Health and Wellness Minister Dr Christopher Tufton, at Wednesday’s launch, announces a Citizens Charter and Wait Experience programme with a new ministry unit to lift how patients are treated across facilities, insisting people need clear ways to complain when standards slip. He blends announced spot checks, reviews, and firmer action on weak performance with a call to make queues kinder through information and empathy, arguing “therapy really should start at the gates, not by the under prescription part.” On Tuesday he tells the sectoral debate that a national menopause and andropause policy is almost ready for Cabinet this month, then legal drafting, citing survey figures that about 240,000 women over 40 and 145,000 men over 50 face related difficulties among roughly 400,000 Jamaicans affected, and outlining public education, training for health workers, and a consultant to help professionals speak more openly about care and medicines, crediting ongoing work with UWI public-health and ageing professor Dr Denise Eldemire Shera and a ministry ageing committee.

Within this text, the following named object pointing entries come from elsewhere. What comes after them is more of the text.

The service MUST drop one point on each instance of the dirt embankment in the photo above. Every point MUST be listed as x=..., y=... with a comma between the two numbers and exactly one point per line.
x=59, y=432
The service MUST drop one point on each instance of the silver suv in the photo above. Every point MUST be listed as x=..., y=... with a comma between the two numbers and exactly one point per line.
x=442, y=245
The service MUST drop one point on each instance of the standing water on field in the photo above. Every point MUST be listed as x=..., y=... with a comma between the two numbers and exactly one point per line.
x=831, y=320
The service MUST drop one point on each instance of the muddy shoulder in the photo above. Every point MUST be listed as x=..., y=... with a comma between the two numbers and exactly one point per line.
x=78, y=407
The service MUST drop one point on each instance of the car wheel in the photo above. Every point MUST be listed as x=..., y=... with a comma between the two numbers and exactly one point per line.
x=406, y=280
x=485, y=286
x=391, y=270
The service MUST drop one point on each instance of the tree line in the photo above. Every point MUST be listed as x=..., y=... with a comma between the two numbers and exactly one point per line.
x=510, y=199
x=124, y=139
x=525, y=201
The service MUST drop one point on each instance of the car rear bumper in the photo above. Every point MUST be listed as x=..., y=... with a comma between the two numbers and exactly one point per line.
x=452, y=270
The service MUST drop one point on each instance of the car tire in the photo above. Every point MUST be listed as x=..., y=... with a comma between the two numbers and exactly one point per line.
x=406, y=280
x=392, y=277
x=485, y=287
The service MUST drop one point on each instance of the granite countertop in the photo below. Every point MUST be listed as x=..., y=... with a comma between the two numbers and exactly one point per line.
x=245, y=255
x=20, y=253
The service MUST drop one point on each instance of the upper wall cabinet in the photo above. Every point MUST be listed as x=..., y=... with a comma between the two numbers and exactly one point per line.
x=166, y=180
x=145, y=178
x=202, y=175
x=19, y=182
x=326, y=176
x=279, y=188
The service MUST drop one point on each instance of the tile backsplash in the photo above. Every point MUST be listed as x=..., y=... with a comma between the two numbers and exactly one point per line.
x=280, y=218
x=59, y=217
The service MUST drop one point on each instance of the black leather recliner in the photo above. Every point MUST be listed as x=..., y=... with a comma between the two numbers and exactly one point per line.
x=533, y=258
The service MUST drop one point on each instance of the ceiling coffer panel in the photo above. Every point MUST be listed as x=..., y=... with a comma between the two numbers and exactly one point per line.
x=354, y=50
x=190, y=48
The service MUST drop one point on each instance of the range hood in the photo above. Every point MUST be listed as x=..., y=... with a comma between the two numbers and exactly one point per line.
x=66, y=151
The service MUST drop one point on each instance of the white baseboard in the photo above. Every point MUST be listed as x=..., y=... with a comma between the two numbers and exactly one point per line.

Finance and the Public Service Minister Fayval Williams, addressing Wednesday’s 2026 Government of Jamaica Service Excellence Conference at the Jamaica Pegasus Hotel, urges permanent secretaries and agency heads to lead with fresh, strategic thinking to ready the public sector for shocks, saying in a direct appeal to leaders: “Today, I issue a clear charge to every leader in the public sector. Our country, Jamaica, has come a long way, and we're now at a decisive stage in the evolution of our public sector. We're no longer simply building systems for efficiency. We are building systems that must perform under pressure, adapt in real time, and continue to serve our citizens regardless of circumstances. This requires a shift in how we lead.” She ties the forum to wider modernization and notes 53 ministries, departments, and agencies now running the 2022 service-excellence programme.